The death knight didn't wait for comprehension to register on her face, turning to look at the hippogryph instead. Its black hood fell almost of its own accord as a pair of ears twitched and wriggled free; the sight of them, tall, slender, punched with symmetrical holes, only added to Atalania's revulsion. Then it was not only a mockery of the sanctity of life but also an arcane-fouled abomination that was leaning into the stall to study the beast.
"Don't disturb Ah'falore with your vile habit," she snapped, drawing herself up and leaning forward protectively. "Though perhaps I ought not expect any better from a," and she hissed the word with mocking sarcasm, "quel'dore."
Her words elicited a nonplussed sideways glance but little more; it soon looked back at the hippogryph, who, perhaps bothered by the smoke and smell, was beginning to stir, shaking herself slowly. "Ah'falore?" it repeated, in its strange day-walker's accent, heedlessly returning its pipe to its mouth.
"It is what I call her, as she is like a sister to me," the Sentinel replied, a bit too distracted by the sight of the beast at last moving to apply quite the sneering disdain she normally would have – as the 'gryph shuffled towards the front of the stall, Atalania extended her arm, offering a hand in greeting. "I am not so disrespectful that I would address her without a proper name, like some kind of common beast."
Her fingertips contacted neither feather nor fur, though; as the creature's warm weight eased past, she turned and blinked with surprise. The death knight had barely moved; leaning forward with its sallow forearms resting on the wood, holding its pipe in its mouth, it kept its gaze steady on the hippogryph as she drew closer, cocked her head, and began to tentatively beak at the rising stream of smoke.
It didn't move, didn't speak, not until the hippogryph had drawn back to peer at the knight with critical amber eyes. It leaned back, then, to take pipe in hand once more and look sidelong at the Sentinel, Scourge-blue eyes narrowed. "She has a name," came that dead voice, soft and low. "It's Bonnie."

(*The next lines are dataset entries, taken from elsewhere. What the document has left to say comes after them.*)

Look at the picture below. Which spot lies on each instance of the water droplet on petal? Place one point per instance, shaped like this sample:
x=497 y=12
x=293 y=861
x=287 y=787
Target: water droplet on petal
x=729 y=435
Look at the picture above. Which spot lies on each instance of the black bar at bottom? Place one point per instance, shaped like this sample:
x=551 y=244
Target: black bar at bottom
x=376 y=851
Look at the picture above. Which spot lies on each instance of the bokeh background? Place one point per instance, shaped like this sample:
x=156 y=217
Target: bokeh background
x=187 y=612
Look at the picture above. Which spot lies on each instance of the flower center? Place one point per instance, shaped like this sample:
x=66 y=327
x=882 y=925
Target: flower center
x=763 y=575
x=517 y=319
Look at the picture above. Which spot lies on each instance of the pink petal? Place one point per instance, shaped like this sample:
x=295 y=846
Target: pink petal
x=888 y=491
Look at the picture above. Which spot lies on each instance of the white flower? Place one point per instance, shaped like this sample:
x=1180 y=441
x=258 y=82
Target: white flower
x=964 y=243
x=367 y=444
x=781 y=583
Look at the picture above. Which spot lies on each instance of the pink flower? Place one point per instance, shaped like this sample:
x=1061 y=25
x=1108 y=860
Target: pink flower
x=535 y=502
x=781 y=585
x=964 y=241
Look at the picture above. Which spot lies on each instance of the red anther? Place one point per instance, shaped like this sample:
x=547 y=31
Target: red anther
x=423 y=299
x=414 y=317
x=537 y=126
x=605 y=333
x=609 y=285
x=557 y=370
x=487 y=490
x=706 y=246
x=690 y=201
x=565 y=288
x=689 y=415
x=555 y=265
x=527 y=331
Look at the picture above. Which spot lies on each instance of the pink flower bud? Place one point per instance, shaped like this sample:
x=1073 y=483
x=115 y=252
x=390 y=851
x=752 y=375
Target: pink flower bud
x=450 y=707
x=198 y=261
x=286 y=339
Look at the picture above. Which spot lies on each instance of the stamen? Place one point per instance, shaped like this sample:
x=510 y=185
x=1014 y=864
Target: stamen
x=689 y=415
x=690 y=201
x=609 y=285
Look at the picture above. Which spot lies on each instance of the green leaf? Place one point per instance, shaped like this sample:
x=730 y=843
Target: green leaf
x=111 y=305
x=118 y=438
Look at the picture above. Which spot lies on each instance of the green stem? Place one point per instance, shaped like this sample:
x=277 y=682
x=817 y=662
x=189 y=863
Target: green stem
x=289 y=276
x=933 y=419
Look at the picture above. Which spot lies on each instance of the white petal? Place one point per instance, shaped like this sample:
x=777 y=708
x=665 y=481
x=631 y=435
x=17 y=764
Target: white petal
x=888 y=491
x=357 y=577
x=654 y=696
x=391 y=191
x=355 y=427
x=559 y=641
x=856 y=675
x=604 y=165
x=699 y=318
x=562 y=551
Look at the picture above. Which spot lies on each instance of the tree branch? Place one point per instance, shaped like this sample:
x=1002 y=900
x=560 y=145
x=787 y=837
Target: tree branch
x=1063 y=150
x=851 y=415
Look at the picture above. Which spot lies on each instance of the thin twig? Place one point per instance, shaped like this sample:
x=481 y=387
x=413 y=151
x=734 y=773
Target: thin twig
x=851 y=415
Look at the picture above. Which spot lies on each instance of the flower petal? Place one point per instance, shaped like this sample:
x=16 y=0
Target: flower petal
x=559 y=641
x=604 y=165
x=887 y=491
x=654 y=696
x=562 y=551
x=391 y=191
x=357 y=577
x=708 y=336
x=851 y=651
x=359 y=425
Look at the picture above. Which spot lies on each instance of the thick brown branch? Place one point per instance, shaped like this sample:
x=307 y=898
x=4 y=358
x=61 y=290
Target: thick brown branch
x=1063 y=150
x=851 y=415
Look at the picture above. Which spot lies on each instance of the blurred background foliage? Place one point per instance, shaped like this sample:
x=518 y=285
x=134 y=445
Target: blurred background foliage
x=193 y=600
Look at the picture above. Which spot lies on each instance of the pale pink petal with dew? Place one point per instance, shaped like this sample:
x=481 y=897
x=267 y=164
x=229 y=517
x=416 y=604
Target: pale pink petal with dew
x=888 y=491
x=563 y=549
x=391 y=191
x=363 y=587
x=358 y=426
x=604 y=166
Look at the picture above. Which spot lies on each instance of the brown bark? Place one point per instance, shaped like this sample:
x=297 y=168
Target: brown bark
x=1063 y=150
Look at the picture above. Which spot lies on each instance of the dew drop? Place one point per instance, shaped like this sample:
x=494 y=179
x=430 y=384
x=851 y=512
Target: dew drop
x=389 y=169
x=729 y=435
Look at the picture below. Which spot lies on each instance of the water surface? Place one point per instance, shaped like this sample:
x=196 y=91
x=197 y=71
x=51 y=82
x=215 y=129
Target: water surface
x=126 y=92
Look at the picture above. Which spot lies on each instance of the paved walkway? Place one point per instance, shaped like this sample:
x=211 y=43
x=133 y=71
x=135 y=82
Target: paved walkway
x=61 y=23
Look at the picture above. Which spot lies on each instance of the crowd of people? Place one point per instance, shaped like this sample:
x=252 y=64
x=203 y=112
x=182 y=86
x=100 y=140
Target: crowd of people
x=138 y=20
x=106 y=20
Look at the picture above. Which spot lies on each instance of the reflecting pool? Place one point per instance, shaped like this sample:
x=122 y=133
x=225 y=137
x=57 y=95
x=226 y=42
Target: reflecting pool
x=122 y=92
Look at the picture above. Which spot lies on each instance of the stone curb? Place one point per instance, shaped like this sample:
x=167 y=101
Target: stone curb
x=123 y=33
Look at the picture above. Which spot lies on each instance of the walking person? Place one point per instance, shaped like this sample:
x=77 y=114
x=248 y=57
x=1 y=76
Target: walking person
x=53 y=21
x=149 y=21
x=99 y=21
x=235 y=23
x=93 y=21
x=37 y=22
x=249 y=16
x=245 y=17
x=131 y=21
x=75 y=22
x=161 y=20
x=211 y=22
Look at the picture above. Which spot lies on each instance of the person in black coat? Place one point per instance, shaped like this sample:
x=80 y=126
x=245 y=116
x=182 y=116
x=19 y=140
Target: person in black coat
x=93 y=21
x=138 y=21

It took a moment for Atalania to recover her wits; then, frowning, she leaned forward, hand tightening on the wooden railing, partly to restrain herself. "A Common call name," she scoffed, "suited for a gryphon, perhaps. One cannot expect a human to understand the proper naming conventions of Cenarius's winged children."

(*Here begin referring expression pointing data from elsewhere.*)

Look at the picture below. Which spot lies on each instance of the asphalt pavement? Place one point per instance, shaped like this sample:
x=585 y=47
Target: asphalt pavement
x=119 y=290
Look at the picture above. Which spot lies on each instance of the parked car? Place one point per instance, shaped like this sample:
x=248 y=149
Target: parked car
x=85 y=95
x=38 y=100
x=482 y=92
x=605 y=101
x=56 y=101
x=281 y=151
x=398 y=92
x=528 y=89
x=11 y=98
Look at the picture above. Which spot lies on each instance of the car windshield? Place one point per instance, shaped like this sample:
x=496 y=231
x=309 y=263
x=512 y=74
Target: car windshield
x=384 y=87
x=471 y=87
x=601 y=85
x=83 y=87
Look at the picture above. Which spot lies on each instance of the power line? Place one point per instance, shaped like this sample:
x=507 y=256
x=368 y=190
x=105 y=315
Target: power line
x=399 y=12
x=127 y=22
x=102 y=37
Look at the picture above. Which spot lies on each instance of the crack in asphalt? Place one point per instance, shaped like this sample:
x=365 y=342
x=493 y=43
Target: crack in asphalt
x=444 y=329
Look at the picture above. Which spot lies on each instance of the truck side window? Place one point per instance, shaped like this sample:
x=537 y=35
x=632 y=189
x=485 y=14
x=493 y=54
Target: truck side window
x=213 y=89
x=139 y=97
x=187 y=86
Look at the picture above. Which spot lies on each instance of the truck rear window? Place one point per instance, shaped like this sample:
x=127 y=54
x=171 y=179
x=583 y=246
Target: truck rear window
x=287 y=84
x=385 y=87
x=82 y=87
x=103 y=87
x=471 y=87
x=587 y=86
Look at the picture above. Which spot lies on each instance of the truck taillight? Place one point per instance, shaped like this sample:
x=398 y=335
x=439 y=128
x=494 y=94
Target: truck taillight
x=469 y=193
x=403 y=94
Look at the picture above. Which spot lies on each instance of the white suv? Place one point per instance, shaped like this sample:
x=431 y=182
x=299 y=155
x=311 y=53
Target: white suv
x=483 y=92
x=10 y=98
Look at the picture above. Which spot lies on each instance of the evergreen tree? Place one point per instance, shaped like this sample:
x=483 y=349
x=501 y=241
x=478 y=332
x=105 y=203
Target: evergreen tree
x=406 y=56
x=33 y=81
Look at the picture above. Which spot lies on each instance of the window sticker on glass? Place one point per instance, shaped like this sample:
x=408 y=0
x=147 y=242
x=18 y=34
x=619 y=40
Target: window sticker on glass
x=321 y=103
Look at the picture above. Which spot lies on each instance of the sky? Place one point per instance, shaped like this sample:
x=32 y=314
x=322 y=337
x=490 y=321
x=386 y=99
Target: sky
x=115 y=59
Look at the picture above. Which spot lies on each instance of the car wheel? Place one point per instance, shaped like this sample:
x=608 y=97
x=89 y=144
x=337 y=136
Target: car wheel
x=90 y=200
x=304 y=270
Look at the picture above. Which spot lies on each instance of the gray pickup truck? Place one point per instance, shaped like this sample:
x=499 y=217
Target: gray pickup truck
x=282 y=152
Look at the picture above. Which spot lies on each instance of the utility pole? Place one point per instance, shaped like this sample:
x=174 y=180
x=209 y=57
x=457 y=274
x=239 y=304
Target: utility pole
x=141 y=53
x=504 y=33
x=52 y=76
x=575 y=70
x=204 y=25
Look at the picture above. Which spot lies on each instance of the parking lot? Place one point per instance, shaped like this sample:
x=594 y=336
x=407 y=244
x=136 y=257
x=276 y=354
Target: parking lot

The death knight snorted in reply, turning its gaze back to the 'gryph now resettling in the corner of its stall. Taking a drag from the pipe, it blew a long stream of bitter smoke towards her, but before Atalania could condemn the blatant disrespect, it spoke again. "Much less a human country boy turned 'Verdict blacksmith an' then into ninepins f'r entertainin' the Lich King's ghouls, I guess." A pause long enough for another drag, but not long enough for the night elf to interrupt – "Still hasn' accepted a new rider, I take it."
Atalania swallowed – must have been the smell of the smoke or maybe the smell of the corpse that was making her queasy. "She hasn't."
The knight grunted acknowledgment, turning eyes and ears away from the Sentinel dismissively, studying the resting hippogryph in silence, still puffing great clouds of foul-smelling smoke. Atalania wanted to say something, communicate how gross these insults were, but her head was bothering her and the words weren't coming. And so instead she edged around the rotted quel'dore in a wide arc and stepped through the doorway, taking deep gulps of the freezing Icecrown air as she headed down the path to the Darnassian pavilion.